As people traveled to London to pay their respects to the late Diana, Ahmed said she realized the impact the princess had — particularly on young women of color. Ahmed recalled an interview with a young, Black British woman laying flowers at Kensington garden.

“She said it felt so strange and it seemed so unfair that the nicest one or the best one went first,” Ahmed said. “And I remember that phrase: the best one. (Diana) was one of us. And she didn’t fit in.”

 

In memory of Diana, Princess of Wales, who was killed in an automobile accident in Paris, France on August 31, 1997. (Anwar Hussein / WireImage)
In memory of Diana, Princess of Wales, who was killed in an automobile accident in Paris, France on August 31, 1997. (Anwar Hussein / WireImage)

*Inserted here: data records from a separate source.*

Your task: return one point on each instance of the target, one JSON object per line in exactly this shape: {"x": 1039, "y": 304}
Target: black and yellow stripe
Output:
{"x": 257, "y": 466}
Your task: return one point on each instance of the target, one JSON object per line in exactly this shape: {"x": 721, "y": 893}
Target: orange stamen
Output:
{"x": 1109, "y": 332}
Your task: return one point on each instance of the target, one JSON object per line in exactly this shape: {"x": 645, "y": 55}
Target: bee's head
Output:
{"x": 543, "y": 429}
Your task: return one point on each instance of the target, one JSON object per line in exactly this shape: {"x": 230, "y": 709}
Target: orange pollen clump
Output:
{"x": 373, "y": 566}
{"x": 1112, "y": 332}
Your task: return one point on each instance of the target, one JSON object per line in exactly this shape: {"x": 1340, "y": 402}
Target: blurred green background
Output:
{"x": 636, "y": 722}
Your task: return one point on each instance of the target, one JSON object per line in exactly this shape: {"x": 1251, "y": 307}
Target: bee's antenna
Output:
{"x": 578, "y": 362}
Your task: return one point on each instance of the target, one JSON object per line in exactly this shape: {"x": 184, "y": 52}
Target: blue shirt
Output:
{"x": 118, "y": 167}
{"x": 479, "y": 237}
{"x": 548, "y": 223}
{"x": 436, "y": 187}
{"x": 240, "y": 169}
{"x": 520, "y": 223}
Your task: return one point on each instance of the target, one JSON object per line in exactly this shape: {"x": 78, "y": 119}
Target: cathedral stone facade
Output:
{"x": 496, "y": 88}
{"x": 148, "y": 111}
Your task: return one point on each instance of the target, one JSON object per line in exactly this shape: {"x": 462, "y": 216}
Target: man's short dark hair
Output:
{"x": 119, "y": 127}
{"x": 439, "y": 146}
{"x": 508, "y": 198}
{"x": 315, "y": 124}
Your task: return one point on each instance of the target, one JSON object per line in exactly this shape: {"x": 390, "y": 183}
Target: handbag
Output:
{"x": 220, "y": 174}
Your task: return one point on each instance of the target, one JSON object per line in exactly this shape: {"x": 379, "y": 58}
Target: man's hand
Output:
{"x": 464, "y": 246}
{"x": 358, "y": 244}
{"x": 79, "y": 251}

After her death, the BBC reporter remembered her own brush with Diana. Ahmed once stood behind the royal at an event, and gained a new appreciation for the media onslaught Diana dealt with on a daily basis.

The BBC reporter remembered one memory where she stepped into Diana’s shoes for just a moment, standing behind her amid paparazzi.

“I saw the world from her point of view, which has always haunted me. I was standing behind and it was dark, so I couldn’t quite see what she was walking out into. I just found her pausing and then walking out towards the car, and all the flashing lights went off on all the cameras. And I was blinded,” she said. “I couldn’t believe that she must face that every time she went anywhere.”

She said this was a “momentary glimpse” of what Diana faced daily. “I found it quite sobering to think and then when she died … she was killed by the pursuit of the press,” she said. Witnesses say the Mercedes Benz was chased by paparazzi on motorcycles into the Parisian tunnel.

Harry, in the BBC documentary “Diana, 7 Days,” emphasized his own belief that the photographers were to blame for the crash. “Those people that caused the accident, instead of helping, were taking photographs of her dying,” he said.

Looking back, Ahmed scrutinizes the entire lead-up to the crash, including photos of Diana's time on a yacht in the Mediterranean with Fayed. “I’d say as a female journalist, I watched the hounding of Diana over the weeks leading up to her death with a growing sense of dread that I could not put my finger on,” Ahmed said.

Ahmed described the persistent following as an “extreme hysteria” building towards “something bad.” Like Harry, Ahmed believes that “hounding of the press” ultimately caused Diana’s death.

However, the photographers and press weren’t the only ones to blame, according to Ahmed. A more critical conversation was sparked around blame at editors for buying the personal photos and also surrounding the public interest — as people who blamed the press continued to purchase the magazines and newspapers.

As a journalist, Ahmed reckons with how the press covered Diana’s life and death, and boundaries of privacy and safety that were crossed in pursuit of a “story.”

For example, in a famous BBC interview Diana had with Martin Bashir, which had 23 million eyes glued to British television screens in 1995, the former princess dished details on her marriage to Charles and her husband’s affair. But a 2021 inquest showed Bashir used deceitful means in the form of faking documents to convince Diana to go on the record.

Bashir left the BBC after the inquest. Speaking to the Sunday Times, Bashir said, “I never wanted to harm Diana in any way and I don’t believe we did."

Ahmed said of the matter, “It’s so obviously unethical. It’s not like we need hindsight to tell us this is not how we should have behaved."

Twenty-five years later, Ahmed wonders how Diana would have handled life today, and as she moved through her 40s, 50s and 60s. “I think that’s my big sadness. I think she would have grown into such an interesting, mature public figure and she would have used her voice with strength and maturity,” Ahmed said.

In Ahmed’s words, Diana is remembered as strong, genuine, authentic and instinctive, but she doesn’t envy the former royal for “what she (had) to put up with: the press, the fame.”